At each gate we picked up an escort. By the time we got to the school, there was Suzen, me, two New York City policemen, two New York State policemen, and two National Guard troops. They carried their guns, we carried the food.

The cafeteria was always filled with men between shifts on The Pile. A standard routine developed. We walked with our escorts to the back of the room. The conversations would abate, eyes would turn towards us. We’d deliver our food to the tables, nod to the Red Cross people, turn, and be escorted out.

There would be some smiles and visual gratitude, and a queue would form in front of the table where we had left the food. We don’t know which was eaten first, lasagna or brownies. No one ever complained. Just thankful faces, and that was plenty for us.

On that first morning of 9/12, we went out to see the damage. Dust and debris had stopped one block from us. I picked up two concrete blocks that had come from probably the fallen North Tower. I have them now, on a bookshelf, alone.

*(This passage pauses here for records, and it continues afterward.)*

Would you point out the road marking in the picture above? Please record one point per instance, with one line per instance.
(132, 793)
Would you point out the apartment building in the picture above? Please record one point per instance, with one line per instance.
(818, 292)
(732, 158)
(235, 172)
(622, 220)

In that first week, we talked about how in five years we would go to the reopening of a rebuilt Trade Center. We were sure of the time scale. We knew this great city would not stand for this constant reminder of pain. It is now ten years. One highrise went up quickly. Everything else trails. While there has been progress in the last year, while they will open the memorial, things will never be, never could be, the same. And to “finish” that construction will take at least another decade. Frankly, we wanted the towers rebuilt, taller, stronger. Suzen wanted a slightly different location. I wanted them resurging right out of the pits of fallen souls.

There are some people who worry about the ability of this country to get things done. Done with grace and style. Done in a reasonable amount of time. If you come to Lower Manhattan, you might concur.

The world changed ten years ago. For those of us living there, that destruction of our neighborhood and the loss of all those people is something that we will never get over. The fears and memories have percolated into our DNA.

Sometimes when it’s a bit overbearing, we go for a walk, but never south on West Broadway because it is much too painful to see the site. Sometimes we go to the gym to try to sweat it out. Most often, we head into the kitchen and cook together. Suzen does pasta, and I do brownies. Suzen adds a green salad, and I open a bottle of red. We think about our good fortune and remember those whom Fate sent on a different journey.

We turn the lights down and eat quietly. We are serenaded by an orchestra of the city: cars and trucks whistling down West Broadway and rattling the steel plates on a pavement still under repair, the earthquake-like rumble of the subways a half block away, and the continual construction cacophony of as the World Trade Center is reborn too slowly.

What is there to do? We sit, sip our wine, and wait for the rest of the world to catch up.